Jun 16, 2023 - Technology

What to know before installing a home electric car charger

Image inside the author's garage, with an electrical panel in the foreground, and an electric vehicle charger mounted on the wall.

Axios' Joann Muller had a home charger installed in her garage. Photo: Joann Muller

If you're thinking of buying an electric vehicle (EV), you probably should consider installing a home charger too.

Why it matters: Nobody thinks about how they'll refuel when buying a traditional gasoline-powered car. But charging is a critical factor for EV buyers.

The big picture: Home chargers make sense for several reasons.

  • Public chargers aren't convenient if you have to drive out of your way to find one or wait your turn while others are charging.
  • And while most EVs come with a basic charging cable, plugging into a typical 120-volt wall socket is so slow it could take a day — or two! — to fully recharge.
  • With a 240-volt Level 2 home charger, you can recharge overnight, when rates are lowest.
  • Plus, many incentives are available for home chargers, including utility rebates and state and federal tax credits.

Here's what I learned when I recently had a home charger installed in my garage.

  • First, don't try to do it yourself. Hire a licensed electrician. You'll need them to assess your home's electrical load and whether it can support a dedicated circuit for an EV charger. Plus, they'll pull any needed permits.
  • The good news is that many carmakers have partnered with a charging specialist called Qmerit to help customers navigate the installation process.
  • Some automakers will even cover the cost of a basic home charger installation.

By the numbers: How much will a home charger cost? It depends.

  • You can buy a charging unit online for $300 to $800, depending on features, but the cost of hooking it up is the big unknown.
  • The average installation runs between $526 and $1,315, HomeAdvisor says.

Yes, but: It could be thousands more if you need your wiring upgraded or if the charger is going to be far from your main electrical panel.

  • Older homes, primarily in the Northeast and Midwest, often lack the electrical capacity to support Level 2 chargers, which use anywhere from 30 to 80 amps. Upgrading to 200 amps might be necessary.
  • Plus, if you're installing the charger in a detached garage, a contractor may need to dig a trench through the yard or a tunnel under the pavement to bury a dedicated circuit.
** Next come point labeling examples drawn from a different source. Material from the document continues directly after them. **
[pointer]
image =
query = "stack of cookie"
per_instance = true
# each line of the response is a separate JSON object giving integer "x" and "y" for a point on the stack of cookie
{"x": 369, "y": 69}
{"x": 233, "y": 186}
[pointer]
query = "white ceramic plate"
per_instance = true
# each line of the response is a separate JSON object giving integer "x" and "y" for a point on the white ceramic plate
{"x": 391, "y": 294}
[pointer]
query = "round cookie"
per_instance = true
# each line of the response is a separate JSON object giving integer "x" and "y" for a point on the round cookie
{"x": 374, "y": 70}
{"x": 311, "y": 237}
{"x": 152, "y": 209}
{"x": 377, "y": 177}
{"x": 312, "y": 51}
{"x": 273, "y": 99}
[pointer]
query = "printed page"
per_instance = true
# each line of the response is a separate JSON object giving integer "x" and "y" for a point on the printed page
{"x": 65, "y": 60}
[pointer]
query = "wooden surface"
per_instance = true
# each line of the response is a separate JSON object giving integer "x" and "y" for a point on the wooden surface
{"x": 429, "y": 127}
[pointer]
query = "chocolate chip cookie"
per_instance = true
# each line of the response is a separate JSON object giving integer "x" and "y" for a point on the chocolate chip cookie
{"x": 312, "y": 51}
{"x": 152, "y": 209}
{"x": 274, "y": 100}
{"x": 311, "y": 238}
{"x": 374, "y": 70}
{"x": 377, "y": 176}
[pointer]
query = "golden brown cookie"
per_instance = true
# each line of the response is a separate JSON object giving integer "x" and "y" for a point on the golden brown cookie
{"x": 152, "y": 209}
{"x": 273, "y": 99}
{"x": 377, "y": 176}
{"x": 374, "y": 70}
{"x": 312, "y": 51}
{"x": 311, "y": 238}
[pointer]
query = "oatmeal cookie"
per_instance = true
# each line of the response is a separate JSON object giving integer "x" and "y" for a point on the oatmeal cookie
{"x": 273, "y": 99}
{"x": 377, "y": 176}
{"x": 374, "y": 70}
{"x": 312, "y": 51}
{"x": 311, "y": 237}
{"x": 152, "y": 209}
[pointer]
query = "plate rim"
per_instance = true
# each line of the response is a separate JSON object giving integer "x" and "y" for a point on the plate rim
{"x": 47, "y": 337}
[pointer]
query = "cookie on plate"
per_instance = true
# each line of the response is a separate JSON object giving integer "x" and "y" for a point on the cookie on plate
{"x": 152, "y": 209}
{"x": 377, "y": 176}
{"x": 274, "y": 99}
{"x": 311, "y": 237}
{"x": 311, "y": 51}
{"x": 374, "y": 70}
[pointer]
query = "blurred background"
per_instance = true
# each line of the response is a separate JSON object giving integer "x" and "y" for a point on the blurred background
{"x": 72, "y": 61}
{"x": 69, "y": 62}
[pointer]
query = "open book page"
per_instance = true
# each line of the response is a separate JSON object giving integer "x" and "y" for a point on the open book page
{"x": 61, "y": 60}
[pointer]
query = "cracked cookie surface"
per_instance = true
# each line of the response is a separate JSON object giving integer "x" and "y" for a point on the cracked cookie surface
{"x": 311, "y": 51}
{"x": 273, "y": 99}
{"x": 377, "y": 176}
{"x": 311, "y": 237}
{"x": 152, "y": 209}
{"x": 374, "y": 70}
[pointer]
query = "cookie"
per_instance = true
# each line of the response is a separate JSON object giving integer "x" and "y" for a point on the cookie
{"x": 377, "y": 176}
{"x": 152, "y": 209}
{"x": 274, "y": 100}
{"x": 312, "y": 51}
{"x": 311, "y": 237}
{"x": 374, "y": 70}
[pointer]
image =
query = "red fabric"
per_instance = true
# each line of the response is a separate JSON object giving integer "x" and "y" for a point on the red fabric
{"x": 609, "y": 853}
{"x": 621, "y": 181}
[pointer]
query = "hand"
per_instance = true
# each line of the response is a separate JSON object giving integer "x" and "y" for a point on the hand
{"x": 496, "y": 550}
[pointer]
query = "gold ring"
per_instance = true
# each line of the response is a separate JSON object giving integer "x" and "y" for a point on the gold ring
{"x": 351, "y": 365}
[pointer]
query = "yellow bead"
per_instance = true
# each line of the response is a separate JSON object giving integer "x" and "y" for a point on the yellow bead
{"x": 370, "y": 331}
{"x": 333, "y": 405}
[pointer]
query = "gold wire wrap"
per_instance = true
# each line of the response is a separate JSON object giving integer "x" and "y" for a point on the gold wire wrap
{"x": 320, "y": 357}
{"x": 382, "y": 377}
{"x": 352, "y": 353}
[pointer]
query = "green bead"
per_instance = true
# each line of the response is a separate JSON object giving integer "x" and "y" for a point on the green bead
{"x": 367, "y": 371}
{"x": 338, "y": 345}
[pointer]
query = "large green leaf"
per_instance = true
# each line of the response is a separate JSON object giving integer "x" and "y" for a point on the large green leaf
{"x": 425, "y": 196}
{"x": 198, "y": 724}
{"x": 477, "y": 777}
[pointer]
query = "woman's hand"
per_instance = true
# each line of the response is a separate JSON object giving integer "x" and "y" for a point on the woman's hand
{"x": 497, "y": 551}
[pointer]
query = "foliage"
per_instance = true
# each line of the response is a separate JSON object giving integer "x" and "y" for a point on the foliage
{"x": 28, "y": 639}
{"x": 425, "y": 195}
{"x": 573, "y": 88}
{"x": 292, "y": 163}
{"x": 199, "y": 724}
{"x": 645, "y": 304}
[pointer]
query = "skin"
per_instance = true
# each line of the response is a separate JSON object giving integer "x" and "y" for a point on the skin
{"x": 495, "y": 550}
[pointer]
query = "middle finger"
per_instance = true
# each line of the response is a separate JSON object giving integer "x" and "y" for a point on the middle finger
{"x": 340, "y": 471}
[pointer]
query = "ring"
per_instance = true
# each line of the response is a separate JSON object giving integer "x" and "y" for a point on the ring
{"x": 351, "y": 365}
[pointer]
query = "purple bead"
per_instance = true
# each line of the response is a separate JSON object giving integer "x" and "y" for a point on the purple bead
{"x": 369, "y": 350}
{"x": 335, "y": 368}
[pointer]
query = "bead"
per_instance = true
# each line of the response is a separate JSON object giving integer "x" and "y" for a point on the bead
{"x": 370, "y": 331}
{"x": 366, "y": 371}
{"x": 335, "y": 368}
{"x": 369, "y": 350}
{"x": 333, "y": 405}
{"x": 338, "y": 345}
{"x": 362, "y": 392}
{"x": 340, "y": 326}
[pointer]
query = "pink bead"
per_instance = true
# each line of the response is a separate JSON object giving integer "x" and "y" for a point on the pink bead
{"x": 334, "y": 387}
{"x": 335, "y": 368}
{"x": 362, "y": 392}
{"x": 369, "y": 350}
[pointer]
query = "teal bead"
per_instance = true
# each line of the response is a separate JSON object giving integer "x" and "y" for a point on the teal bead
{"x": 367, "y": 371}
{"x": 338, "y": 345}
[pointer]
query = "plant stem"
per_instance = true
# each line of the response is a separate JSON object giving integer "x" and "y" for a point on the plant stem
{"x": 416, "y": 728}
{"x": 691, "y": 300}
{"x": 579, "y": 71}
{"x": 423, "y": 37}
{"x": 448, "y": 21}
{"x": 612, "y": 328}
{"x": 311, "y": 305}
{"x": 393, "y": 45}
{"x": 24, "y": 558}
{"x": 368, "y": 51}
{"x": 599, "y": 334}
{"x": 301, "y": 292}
That's where costs really pile up.
  • Cars.com produced a helpful animation of all the variables that could affect your installation cost.

Picking the right charger can be confusing because there are so many choices — 32 amps, 40 amps, 50 amps, all the way up to 80 amps.

  • The higher the amperage, the faster the charge — but you should know how much power your EV can accept.
  • The Kia EV6 my husband and I took on a long road trip, for example, can charge from 10% to 100% in about seven hours on a 40-amp circuit, while a Toyota bZ4X takes about 11 hours due to its lower acceptance rate.

Be smart: If you're charging overnight, a few extra hours isn't that important, so buying the most powerful charger might not be worth the extra money — unless you want to future-proof your setup.

  • And if you have residential solar, you may be able to charge your EV essentially for free.

My thought bubble: I don't own an EV, but I test-drive them all the time for work, so it made sense to have a home charger installed.

  • I wanted a smart charger, with a dedicated app and Wi-Fi connectivity, so I could schedule charging at off-peak times.
  • A common complaint in the online reviews, though, was that the apps were glitchy or the charger wouldn't connect to Wi-Fi.
  • I chose the ChargePoint Home Flex, a residential model from a brand well-known for its public charging network, because I already had the intuitive ChargePoint app on my phone.

It still took about a dozen attempts to successfully connect the unit to Wi-Fi.

  • I also chose a charger that I could plug in, rather than the hard-wired version, for maximum flexibility (see photo above).

The bottom line: I paid $1,500 ($700 for the charger, plus $800 for installation, which was relatively straightforward with no unexpected costs).